Parameter and Data Efficient Continual Pre-training for Robustness to
Dialectal Variance in Arabic
- URL: http://arxiv.org/abs/2211.03966v1
- Date: Tue, 8 Nov 2022 02:51:57 GMT
- Title: Parameter and Data Efficient Continual Pre-training for Robustness to
Dialectal Variance in Arabic
- Authors: Soumajyoti Sarkar, Kaixiang Lin, Sailik Sengupta, Leonard Lausen,
Sheng Zha, Saab Mansour
- Abstract summary: We show that multilingual-BERT (mBERT) incrementally pretrained on Arabic monolingual data takes less training time and yields comparable accuracy when compared to our custom monolingual Arabic model.
We then explore two continual pre-training methods-- (1) using small amounts of dialectical data for continual finetuning and (2) parallel Arabic to English data and a Translation Language Modeling loss function.

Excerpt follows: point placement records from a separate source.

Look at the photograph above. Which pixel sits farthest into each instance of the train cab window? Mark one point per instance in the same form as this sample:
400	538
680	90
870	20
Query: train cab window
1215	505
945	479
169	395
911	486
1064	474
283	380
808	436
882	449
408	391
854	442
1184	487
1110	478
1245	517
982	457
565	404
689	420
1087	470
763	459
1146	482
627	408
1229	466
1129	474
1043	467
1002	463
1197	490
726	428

- Score: 9.004920233490642
- License: http://arxiv.org/licenses/nonexclusive-distrib/1.0/
- Abstract: The use of multilingual language models for tasks in low and high-resource
languages has been a success story in deep learning. In recent times, Arabic
has been receiving widespread attention on account of its dialectal variance.
While prior research studies have tried to adapt these multilingual models for
dialectal variants of Arabic, it still remains a challenging problem owing to
the lack of sufficient monolingual dialectal data and parallel translation data
of such dialectal variants. It remains an open problem on whether the limited
dialectical data can be used to improve the models trained in Arabic on its
dialectal variants. First, we show that multilingual-BERT (mBERT) incrementally
pretrained on Arabic monolingual data takes less training time and yields
comparable accuracy when compared to our custom monolingual Arabic model and
beat existing models (by an avg metric of +$6.41$). We then explore two
continual pre-training methods-- (1) using small amounts of dialectical data
for continual finetuning and (2) parallel Arabic to English data and a
Translation Language Modeling loss function. We show that both approaches help
improve performance on dialectal classification tasks ($+4.64$ avg. gain) when
used on monolingual models.
Related papers
- Bilingual Adaptation of Monolingual Foundation Models [48.859227944759986]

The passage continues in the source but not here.